|Purpose of page||I will try to update these pages daily when
I get in. It is not that I mind people asking me how he is, but it will
save me repeating the same story over and over again which is a little
hard for me, especially if he has had a rough night.
(Plus, my Boss may feel that I am accomplishing more work if I am not always talking about Sullivan when he comes to my door!)
Feel free to ask questions, but if you want a quick update, check here first to see if I have made an update. (Note: my schedule will probably be such that I will arrive between 8:45 and 10 am and I'll make this update my first task of the day)
(When available, I will put images in here too, or at least links to them.)
|Jan 4, Mon.
1190 grams Sun
1150 grams Sat
1120 grams Fri
| An eventful Sunday evening. The short version of the story,
is that Sullivan extubated himself. When we arrived in the evening after
a visit in the afternoon, his ventilator tube looked different. It was
2.5 inches long outside his nose, instead of the usual .5 inches!
We brought it to the attention of the nurse, and when the respiratory therapist checked the tube, it was barely in.
Sullivan had been breathing on his own, for at least 2 hours, and the nurse didn't realize it!
SO, they skipped the intermediate step of the alladin/cpap or short tube and went directly to the nasal prongs.

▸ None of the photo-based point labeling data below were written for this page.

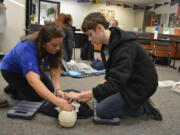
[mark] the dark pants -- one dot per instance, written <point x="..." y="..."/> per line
<point x="115" y="106"/>
<point x="20" y="85"/>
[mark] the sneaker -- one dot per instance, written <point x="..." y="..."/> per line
<point x="8" y="89"/>
<point x="150" y="108"/>
<point x="3" y="103"/>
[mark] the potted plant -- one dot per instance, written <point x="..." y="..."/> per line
<point x="50" y="11"/>
<point x="32" y="18"/>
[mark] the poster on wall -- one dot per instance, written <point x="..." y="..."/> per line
<point x="108" y="13"/>
<point x="174" y="21"/>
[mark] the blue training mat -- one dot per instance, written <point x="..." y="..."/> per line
<point x="98" y="120"/>
<point x="25" y="109"/>
<point x="80" y="75"/>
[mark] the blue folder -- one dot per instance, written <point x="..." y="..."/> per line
<point x="80" y="75"/>
<point x="24" y="109"/>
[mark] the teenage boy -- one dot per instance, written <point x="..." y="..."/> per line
<point x="130" y="78"/>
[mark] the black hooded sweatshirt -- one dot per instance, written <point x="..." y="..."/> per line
<point x="129" y="70"/>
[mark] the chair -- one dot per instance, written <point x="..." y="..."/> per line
<point x="161" y="49"/>
<point x="146" y="44"/>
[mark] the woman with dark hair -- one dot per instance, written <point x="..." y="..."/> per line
<point x="65" y="21"/>
<point x="23" y="67"/>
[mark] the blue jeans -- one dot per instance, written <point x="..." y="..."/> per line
<point x="115" y="106"/>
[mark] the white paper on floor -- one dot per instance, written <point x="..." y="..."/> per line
<point x="167" y="83"/>
<point x="176" y="87"/>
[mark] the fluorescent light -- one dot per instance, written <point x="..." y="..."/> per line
<point x="17" y="3"/>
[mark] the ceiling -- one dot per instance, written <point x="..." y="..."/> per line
<point x="139" y="2"/>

You know, the kind of oxygen breathing assistance everyone in soap operas, or movies seem to wear when they're in hospital. Simply short prongs in the nose providing some oxygen under minimal pressure.
He was alert, looking all around, moving his arms, and seemingly enjoying the whole experience.
One thing this means, is that Sullivan can finally be heard! He didn't have much to say last night or this morning. He made a few high pitched squeaks, and some sighing noises.
He sucked on Maureen's finger pretty hard before falling to sleep.
It was like he was a new Sullivan. His head is no longer pinned down by the cumbersome heavy ventilator tubes.
He is a real fighter, taking his medical situation in his own hands! What a guy. He pulled the tube out at least 2 inches (and he did it quietly enough that no one noticed until his parents came in and made a comment).
That's my boy.
His weight had reached 1190 grams on Saturday night, but slipped back a little.
|Jan 5, Tues.
| After all the activity of the weekend it was good to have
a nice quiet evening. He is handling the nasal prongs very well,
and his oxygen requirement is really low.
I held him last night for about 1/2 hour, and he made a few peeps, but still not much in the vocal department.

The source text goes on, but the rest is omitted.